Seriously? At full power a 5-10mV ripple isn't nothing to think about if your voltage isn't sagging with audio amplitude. 10mV at switching frequency (psu) is damped by 60dB. If your voltage is sagging at the bulk caps, your wiring and or psu has to much impedance/resistance. (Binding posts, wiring, cables) This can clearly be seen with a scope.


sorry i am not the expert...i just starting now with diy and electronic (its sooooo long time ago:D)

i mentioned espacially for low frequencies

yes that is all right. I test my 7498e board (other treat) and i keep the level below my psu is on its max. e.g total output about 120W.
if i change the frequence from 4khz to 40Hz and then to 20Hz... i see that the psu is taggling around and lower the output voltage from 30V to 29.5 and the current (CP) is starting to get dancing around (both outputs 30V (CH1 + CH2) in parallel to get max 6A)
....... it looks like that my PSU is to weak ?

is that correct or normal...?


thx
 
Seriously?

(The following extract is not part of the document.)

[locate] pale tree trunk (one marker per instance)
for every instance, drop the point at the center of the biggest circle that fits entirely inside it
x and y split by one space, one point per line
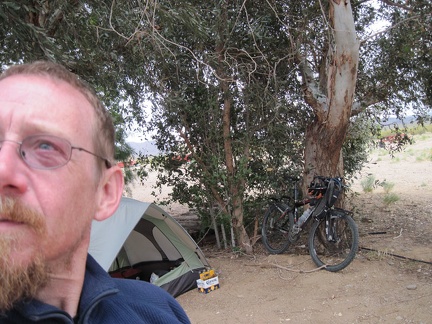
235 186
332 96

At full power a 5-10mV ripple isn't nothing to think about if your voltage isn't sagging with audio amplitude. 10mV at switching frequency (psu) is damped by 60dB. If your voltage is sagging at the bulk caps, your wiring and or psu has to much impedance/resistance. (Binding posts, wiring, cables) This can clearly be seen with a scope.

Tag along: then at full power does 200mVpp ripple switching frequency (psu) is damped by 60dB? or how much damping is needed?